1. (TCO F) The Indiana Company manufactures a product that goes through three processing departments. Information relating to activity in the first department during June is given below.

Percentage completed
Units Materials Conversion
Work in process, June 1 70,000 65% 45%
Work in process, Jun 30 60,000 75% 65%

The department started 290,000 units into production during the month and transferred 300,000 completed units to the next department.

Required: Compute the equivalent units of production for the first department for June, assuming that the company uses the weighted-average method of accounting for units and costs.

2.) Drake Company’s income statement for the most recent year appears below.
Sales (45,000 units) $1,350,000
Less: variable expenses 750,000
Contribution margin 600,000

Less: fixed expenses 375,000
Net operating income $225,000
Required:
a. Calculate the unit contribution margin.
b. Calculate the break-even point in dollars.
c. If the company desires a net operating income of $290,000, how many units must it sell?

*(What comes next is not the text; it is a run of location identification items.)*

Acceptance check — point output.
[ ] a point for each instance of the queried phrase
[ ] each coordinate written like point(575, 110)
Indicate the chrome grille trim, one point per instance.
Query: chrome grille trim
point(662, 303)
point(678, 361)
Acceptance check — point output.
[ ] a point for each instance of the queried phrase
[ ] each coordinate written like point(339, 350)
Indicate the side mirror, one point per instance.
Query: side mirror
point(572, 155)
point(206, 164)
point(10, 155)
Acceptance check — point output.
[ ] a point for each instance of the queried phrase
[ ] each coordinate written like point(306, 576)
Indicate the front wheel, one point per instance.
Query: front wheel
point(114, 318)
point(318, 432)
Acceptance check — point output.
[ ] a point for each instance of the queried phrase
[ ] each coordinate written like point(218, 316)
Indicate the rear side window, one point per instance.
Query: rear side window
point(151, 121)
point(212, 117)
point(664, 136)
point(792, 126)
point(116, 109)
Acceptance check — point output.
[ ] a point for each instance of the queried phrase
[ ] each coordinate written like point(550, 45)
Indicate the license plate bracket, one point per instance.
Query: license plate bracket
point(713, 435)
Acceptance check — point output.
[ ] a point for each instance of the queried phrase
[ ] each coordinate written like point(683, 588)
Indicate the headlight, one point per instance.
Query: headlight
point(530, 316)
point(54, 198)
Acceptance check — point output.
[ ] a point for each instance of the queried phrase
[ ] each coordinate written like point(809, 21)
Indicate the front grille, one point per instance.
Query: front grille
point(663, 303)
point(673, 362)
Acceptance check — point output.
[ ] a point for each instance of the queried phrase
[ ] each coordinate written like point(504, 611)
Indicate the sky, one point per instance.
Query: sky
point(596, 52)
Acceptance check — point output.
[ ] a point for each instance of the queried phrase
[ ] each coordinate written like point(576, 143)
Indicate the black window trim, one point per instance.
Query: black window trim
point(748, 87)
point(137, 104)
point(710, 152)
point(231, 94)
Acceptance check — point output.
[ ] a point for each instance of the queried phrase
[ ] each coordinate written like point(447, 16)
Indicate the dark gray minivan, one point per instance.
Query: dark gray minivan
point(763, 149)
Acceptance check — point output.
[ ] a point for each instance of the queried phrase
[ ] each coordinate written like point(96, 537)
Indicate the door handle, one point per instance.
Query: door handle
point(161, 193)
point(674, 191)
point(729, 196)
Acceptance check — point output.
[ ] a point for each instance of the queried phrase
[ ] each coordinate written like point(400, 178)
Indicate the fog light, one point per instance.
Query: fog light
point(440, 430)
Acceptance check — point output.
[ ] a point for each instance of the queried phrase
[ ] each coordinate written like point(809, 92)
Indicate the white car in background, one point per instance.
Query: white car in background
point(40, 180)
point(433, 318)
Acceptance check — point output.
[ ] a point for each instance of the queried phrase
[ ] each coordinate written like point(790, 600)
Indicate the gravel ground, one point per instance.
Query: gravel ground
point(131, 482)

3. ) Maffei Company, which has only one product, has provided the following data concerning its most recent month of operations:
Selling price $ 175

Units in beginning inventory 0
Units produced 9,500
Units sold 8,000
Units in ending Inventory 1,500

Variable costs per unit:
Direct materials $ 55
Direct labor $ 38
Variable manufacturing overhead $ 2
Variable selling and admin $ 10

Fixed costs:
Fixed manufacturing overhead $ 300,000
Fixed selling and admin $ 125,000
Required:
a. What is the unit product cost for the month under variable costing?
b. What is the unit product cost for the month under absorption costing?
c. Prepare an income statement for the month using the variable costing method.
d. Prepare an income statement for the month using the absorption costing method.